I push my wheeled seat back to the MIC’s station. He is rewinding and replaying segments of the video from the drive through town. Screen shots are magnified and he is consulting with the Senior Mission Intelligence Coordinator (SMIC) sitting in the Ops Room next door.
‘We are looking at these tubes here,’ explains the MIC, pointing to some shapes on the back of the technical next to the anti-aircraft gun. From this view, the possible options include: mortar tubes, shoulder-held rocket launchers, something I can’t decipher from my notebook or plumbing supplies. Apparently the last option was not a joke. A plumber’s truck would make an ideal vehicle for a technical.
Through my headphones, I hear a series of checks being read out. When I return to the pilot’s and SO’s station they are preparing for a mid-air handover of the Reaper to XIII Squadron at RAF Waddington. Their shift is just starting and they will now watch the site where the technical is hidden, waiting to pounce if it ventures out to fight. I don’t know why, but I feel a sense of anti-climax as we traipse out of the box. I mention it to the Boss.
‘It’s unfinished business,’ he replies. ‘We have seen what those guns can do [against the Free Syrian Army and others] and it’s not a good feeling to go home knowing this one is still out there.’ I make a note to explore this further.
‘So what happens now?’
‘Now we go home, sleep for a few hours and come back and do it all again tomorrow.’ That was not strictly true. After a twelve-hour day he would do at least one or two more hours in his office. A day’s flying is almost a break from his main job as Squadron Commander.
My mind wanders with fatigue as the crew goes through the in-brief with the Auth and the pilot signs the aircraft back in. The Auth runs through a series of checks and his last question sticks with me: ‘Are you fit to drive home?’ (They are required to declare if they are not fit to do so.) It is now the middle of the night and I am wrecked. There is a whole series of rooms in a building nearby with clean, available beds for those who cannot face the drive home. I suspect that regular self-deception goes on at this desk when it comes to tiredness and fitness to drive. I have a list of questions but they will have to wait.

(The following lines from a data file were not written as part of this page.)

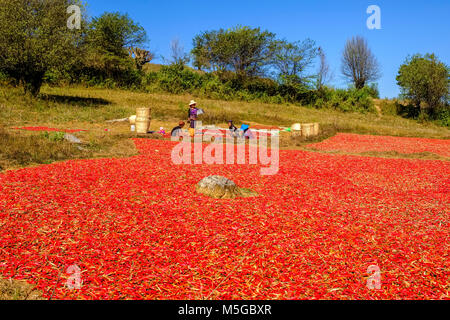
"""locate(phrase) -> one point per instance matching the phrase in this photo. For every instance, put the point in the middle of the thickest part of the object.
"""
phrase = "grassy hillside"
(89, 108)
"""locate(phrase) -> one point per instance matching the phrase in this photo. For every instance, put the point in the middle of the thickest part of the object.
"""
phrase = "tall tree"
(110, 38)
(323, 73)
(35, 38)
(425, 79)
(291, 59)
(140, 56)
(359, 65)
(177, 53)
(243, 50)
(114, 33)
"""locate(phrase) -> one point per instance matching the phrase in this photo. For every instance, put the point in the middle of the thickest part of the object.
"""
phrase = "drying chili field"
(137, 230)
(357, 143)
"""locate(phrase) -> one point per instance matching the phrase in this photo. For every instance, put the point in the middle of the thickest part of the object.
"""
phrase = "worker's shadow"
(75, 101)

I learn over the coming weeks and months that life on a Reaper squadron revolves around sleep management. It also revolves around trying to switch off, knowing that dangerous people with dangerous weapons have been spared bomb or missile strikes because of the risk to nearby civilians.
As I make my way back to my car for the drive back to my hotel room on the Vegas strip I doubt my own fitness to drive. And I have not gone through the extreme adrenaline surges that the crew experienced in the build-ups to the shots that they were never able to carry out. This most fascinating of days has left me with a profound sense of unfinished business. There is no finality, no fulfilment of a job well done. No explosions, no killing of the ‘baddies’. The part of me that loves to see a task neatly finished would be driven mad doing this job.

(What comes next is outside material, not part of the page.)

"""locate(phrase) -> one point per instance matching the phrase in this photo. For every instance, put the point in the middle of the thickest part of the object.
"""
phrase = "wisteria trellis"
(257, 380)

When I get back on the highway, the darkness of the desert is oppressive in places. The headlights of other cars and trucks have a hypnotic effect. A distant glow on the horizon grows steadily until the bright city lights burst into view. It is an assault on my visual acuity after a day in a darkened box watching greyscale images of a distant desert land. I console myself with the possibility that it will all make more sense tomorrow…
10 Further details about the CAOC can be found at http://www.afcent.af.mil/About/Fact-Sheets/Display/Article/217803/combined-air-operations-center-caoc/, accessed 30 July 2017.
11 In July 2018 the designation Red Card Holder was changed to Green Card Holder.